Over 50 years later, my two brothers and Dad retraced Achim’s last footsteps on a train that wound its way through south-west Poland. Outside it was -30 degrees, one of Europe’s coldest winters since January 1945.
Inside the train carriage Dad was asleep, slumped against the window pane, but my brothers were awake laughing and drinking.
Reaching inside his bag for snacks, my brother accidentally pulled out Achim’s last letter and staring out at a landscape obliterated by ice and snow read:
12.1.45
Dicke Luft! Ivan greift an. [The air is thick! Russians attacking.]
Worked through the night, luggage is packed. Heavy artillery fire. Morale is good.

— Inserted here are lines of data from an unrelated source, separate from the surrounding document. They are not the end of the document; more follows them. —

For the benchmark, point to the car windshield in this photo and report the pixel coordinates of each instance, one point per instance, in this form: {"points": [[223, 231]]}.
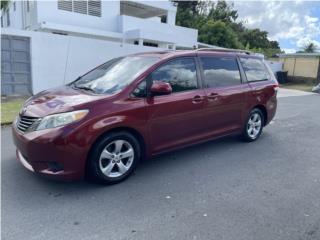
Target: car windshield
{"points": [[114, 75]]}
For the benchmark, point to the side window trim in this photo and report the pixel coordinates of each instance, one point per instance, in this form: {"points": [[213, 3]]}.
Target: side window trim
{"points": [[194, 58], [204, 83]]}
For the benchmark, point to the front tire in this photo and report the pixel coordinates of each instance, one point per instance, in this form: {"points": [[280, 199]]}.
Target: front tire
{"points": [[114, 157], [253, 126]]}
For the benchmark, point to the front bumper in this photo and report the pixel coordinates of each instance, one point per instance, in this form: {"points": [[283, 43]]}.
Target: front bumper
{"points": [[51, 153]]}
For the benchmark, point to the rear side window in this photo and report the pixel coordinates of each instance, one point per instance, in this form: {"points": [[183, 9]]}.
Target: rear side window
{"points": [[254, 69], [180, 73], [220, 72]]}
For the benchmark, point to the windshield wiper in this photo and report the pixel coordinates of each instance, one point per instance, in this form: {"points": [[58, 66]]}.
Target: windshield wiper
{"points": [[84, 88]]}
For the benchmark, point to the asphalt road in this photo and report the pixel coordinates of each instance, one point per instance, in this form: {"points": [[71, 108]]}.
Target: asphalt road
{"points": [[223, 189]]}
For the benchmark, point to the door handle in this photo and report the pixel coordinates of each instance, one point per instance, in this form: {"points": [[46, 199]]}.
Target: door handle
{"points": [[213, 96], [197, 99]]}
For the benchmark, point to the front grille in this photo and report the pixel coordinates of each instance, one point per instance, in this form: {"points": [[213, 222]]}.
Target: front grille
{"points": [[25, 122]]}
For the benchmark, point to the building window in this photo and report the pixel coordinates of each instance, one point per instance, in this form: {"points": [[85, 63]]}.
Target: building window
{"points": [[8, 18], [149, 44], [88, 7], [28, 6]]}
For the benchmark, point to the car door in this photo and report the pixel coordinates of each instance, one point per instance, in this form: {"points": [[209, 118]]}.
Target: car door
{"points": [[177, 118], [225, 93]]}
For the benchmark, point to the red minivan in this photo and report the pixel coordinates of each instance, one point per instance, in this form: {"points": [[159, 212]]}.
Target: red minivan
{"points": [[140, 105]]}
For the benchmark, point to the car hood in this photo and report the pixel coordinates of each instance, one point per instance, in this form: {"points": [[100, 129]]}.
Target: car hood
{"points": [[57, 100]]}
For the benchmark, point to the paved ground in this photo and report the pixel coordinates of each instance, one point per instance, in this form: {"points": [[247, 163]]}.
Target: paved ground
{"points": [[225, 189]]}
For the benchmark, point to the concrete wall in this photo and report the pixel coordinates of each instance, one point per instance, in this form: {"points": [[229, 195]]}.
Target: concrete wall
{"points": [[58, 59], [305, 68], [49, 12]]}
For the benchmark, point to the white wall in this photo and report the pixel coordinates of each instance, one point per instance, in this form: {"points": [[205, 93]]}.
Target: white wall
{"points": [[48, 12], [58, 59]]}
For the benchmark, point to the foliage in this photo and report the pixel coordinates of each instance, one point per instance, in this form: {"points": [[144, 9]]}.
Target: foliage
{"points": [[217, 25], [310, 48], [4, 4]]}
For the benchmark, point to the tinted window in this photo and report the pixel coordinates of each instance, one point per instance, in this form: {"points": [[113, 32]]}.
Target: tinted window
{"points": [[220, 72], [180, 73], [140, 90], [115, 75], [254, 69]]}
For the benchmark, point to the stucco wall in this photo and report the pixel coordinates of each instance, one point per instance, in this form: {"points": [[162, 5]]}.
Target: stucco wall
{"points": [[306, 67], [58, 59]]}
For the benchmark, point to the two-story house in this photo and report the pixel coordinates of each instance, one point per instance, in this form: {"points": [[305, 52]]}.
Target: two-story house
{"points": [[48, 43]]}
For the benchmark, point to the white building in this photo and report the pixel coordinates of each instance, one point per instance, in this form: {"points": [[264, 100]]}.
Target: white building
{"points": [[49, 43]]}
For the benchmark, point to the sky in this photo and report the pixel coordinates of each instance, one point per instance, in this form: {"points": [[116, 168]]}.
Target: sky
{"points": [[292, 23]]}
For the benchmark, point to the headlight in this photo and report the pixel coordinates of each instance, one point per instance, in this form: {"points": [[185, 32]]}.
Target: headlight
{"points": [[61, 119]]}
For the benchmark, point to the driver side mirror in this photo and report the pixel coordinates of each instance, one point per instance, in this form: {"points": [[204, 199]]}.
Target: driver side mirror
{"points": [[160, 88]]}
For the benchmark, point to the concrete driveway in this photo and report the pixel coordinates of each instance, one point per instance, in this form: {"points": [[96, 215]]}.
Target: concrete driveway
{"points": [[223, 189]]}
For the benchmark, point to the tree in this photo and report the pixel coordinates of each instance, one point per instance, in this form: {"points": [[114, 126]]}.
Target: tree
{"points": [[221, 11], [217, 24], [310, 48]]}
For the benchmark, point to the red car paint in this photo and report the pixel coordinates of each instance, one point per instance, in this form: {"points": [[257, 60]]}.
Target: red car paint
{"points": [[163, 123]]}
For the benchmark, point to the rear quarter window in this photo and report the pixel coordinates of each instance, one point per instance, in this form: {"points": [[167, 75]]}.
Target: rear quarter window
{"points": [[254, 69], [220, 71]]}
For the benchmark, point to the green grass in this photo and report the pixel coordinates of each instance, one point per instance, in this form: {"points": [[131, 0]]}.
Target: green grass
{"points": [[10, 109], [307, 87]]}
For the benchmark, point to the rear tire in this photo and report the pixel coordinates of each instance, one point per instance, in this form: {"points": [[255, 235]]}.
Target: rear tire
{"points": [[253, 126], [114, 157]]}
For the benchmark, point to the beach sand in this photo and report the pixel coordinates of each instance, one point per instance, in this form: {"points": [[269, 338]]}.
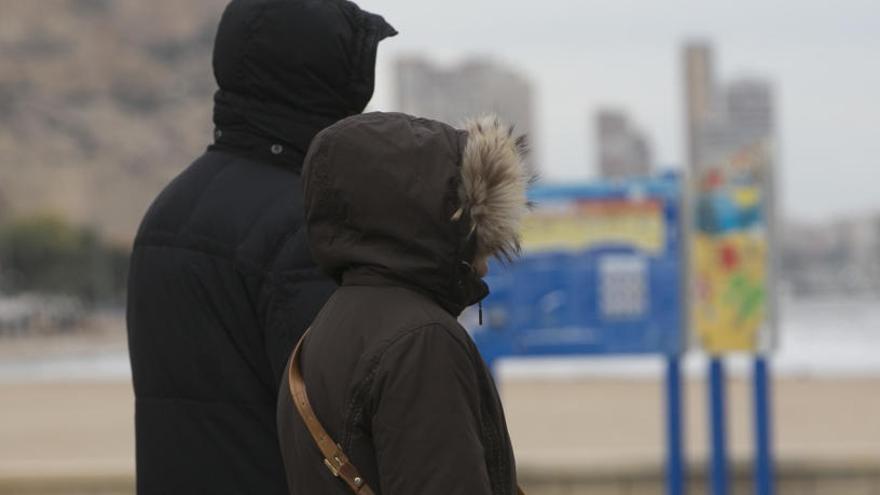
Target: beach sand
{"points": [[597, 423]]}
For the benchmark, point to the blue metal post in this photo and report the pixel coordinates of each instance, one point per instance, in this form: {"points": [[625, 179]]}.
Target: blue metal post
{"points": [[675, 465], [718, 426], [763, 428]]}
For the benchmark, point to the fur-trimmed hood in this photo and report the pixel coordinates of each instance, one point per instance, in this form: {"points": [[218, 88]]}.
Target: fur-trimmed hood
{"points": [[392, 199]]}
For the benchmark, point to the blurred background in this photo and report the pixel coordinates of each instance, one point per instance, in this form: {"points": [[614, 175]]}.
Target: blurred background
{"points": [[102, 102]]}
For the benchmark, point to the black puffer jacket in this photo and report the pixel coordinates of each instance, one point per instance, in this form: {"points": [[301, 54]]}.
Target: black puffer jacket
{"points": [[222, 283], [397, 209]]}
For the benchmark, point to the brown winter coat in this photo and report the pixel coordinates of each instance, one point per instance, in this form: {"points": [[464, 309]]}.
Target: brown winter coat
{"points": [[397, 207]]}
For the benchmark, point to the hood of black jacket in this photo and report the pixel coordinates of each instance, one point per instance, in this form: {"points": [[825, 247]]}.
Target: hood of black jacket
{"points": [[287, 69], [381, 194]]}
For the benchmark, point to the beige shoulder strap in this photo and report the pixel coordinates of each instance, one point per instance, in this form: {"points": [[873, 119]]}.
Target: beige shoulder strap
{"points": [[334, 458]]}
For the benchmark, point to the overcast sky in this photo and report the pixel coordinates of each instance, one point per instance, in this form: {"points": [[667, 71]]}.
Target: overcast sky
{"points": [[822, 56]]}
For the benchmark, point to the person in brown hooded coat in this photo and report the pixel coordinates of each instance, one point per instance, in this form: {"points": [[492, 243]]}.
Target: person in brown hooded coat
{"points": [[403, 213]]}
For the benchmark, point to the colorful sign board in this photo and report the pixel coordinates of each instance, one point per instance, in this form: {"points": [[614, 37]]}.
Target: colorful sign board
{"points": [[601, 273], [731, 255]]}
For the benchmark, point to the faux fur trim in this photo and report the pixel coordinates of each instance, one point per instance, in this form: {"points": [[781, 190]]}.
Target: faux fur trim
{"points": [[493, 186]]}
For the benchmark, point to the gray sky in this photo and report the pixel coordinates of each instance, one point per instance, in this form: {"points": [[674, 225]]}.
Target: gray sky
{"points": [[822, 56]]}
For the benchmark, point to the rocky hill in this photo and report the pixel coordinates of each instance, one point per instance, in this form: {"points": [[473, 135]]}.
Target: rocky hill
{"points": [[101, 103]]}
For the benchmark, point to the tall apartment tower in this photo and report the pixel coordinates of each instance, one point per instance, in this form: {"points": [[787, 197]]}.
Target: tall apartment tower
{"points": [[699, 95], [623, 150], [473, 88], [722, 120]]}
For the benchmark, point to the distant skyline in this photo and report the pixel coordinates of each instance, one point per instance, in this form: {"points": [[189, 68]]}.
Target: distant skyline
{"points": [[583, 55]]}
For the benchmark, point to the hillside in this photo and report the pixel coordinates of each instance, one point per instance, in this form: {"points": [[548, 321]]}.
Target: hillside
{"points": [[101, 103]]}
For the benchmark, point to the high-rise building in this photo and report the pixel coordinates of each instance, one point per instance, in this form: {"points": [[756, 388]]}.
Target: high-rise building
{"points": [[470, 89], [699, 92], [722, 120], [623, 150]]}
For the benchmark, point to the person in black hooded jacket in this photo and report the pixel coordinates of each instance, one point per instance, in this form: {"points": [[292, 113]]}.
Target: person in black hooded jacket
{"points": [[403, 213], [222, 284]]}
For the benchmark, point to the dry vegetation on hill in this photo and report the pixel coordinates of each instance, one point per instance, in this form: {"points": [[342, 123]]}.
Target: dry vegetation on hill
{"points": [[101, 103]]}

All my love, always your own Achim.
This letter, scrawled on a piece of lined paper, hole-punched in the left margin, is held in the State Library of Victoria’s manuscripts collection.
It is the last news of my grandfather, who disappeared somewhere between the Polish towns of Kielce and Glogow, three months before World War II ended in Europe.
When I asked my family about this trip they all told me a different version of events, because I think it meant something different to each of them, and because memories always change according to the feelings we attach to them, the story we want to tell ourselves and others at the time.
An unwanted inheritance
Now, some 72 years later, I’ve been trying to understand the impact of my grandfather’s death on my family.
His death is one among an estimated 30 million people who died on the Eastern Front during World War II. The apocalyptic scale of this front is hard to imagine.
The death toll includes Russian and German civilians, and most of the Holocaust sites, from extermination camps, to pogroms, death marches and ghettoes throughout Eastern Europe.
What is the significance of Achim’s story amidst this history? Each time his story is told it prompts a series of questions and a hunt for information to somehow reconcile the past.
What we most want to know, and never will, is how much of the Nazi regime he believed in. What did he witness of the Holocaust?